I thought how she had quieted down when Steve’s hands touched her.
"She loves him,” Peter said positively, without explaining whom he meant. I didn’t ask. Margie’s thoughts, like Peter’s queer dream, were not intended to be shared with strangers.
I hardly expected to see her again, but I did. The night the two outsiders appeared. There was a performance of Jenny Kissed Me at the university theater, and I caught a glimpse of the girl in a smart evening jacket with her hair coiled back. She was in a party that did not include Steve.
After the play I stayed up in my rooms to look through a package of books from Paris. So I heard the sirens of the ambulance and the police patrol without paying attention.

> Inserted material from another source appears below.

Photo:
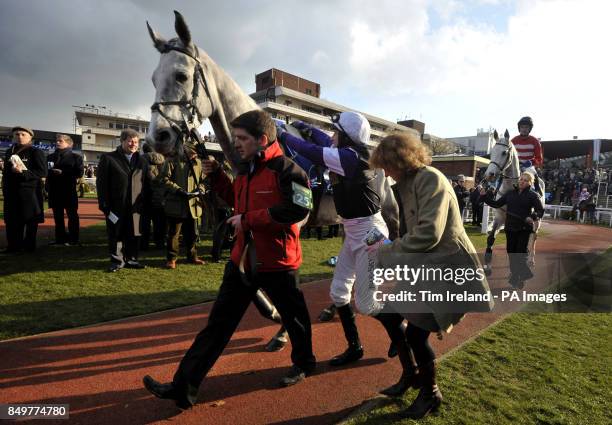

Only when I was tired of reading and went out for a nightcap walk, I remembered the sirens vaguely.
As usual, I turned down toward the Sound to get a whiff of the sea air. It had stopped snowing by then. Hardly anyone else was out at that hour, and the streets looked odd under the smooth snow. Even the drugstore on Perry Street was dark. Across the way, however, a light showed in Peter’s shop. His door stood open and the light came from the back room. When I heard his voice I stepped in.
Still in her party dress, Margie was curled up on the cot, white and silent. Standing by his toy figurehead, Peter Duns was arguing with her eagerly, his eyes blue under the fringe of his hair. He only motioned me to sit in a chair, so intent he was—telling her more of his fantastic dream than he had ever told me. As if he himself had remembered more of it that night.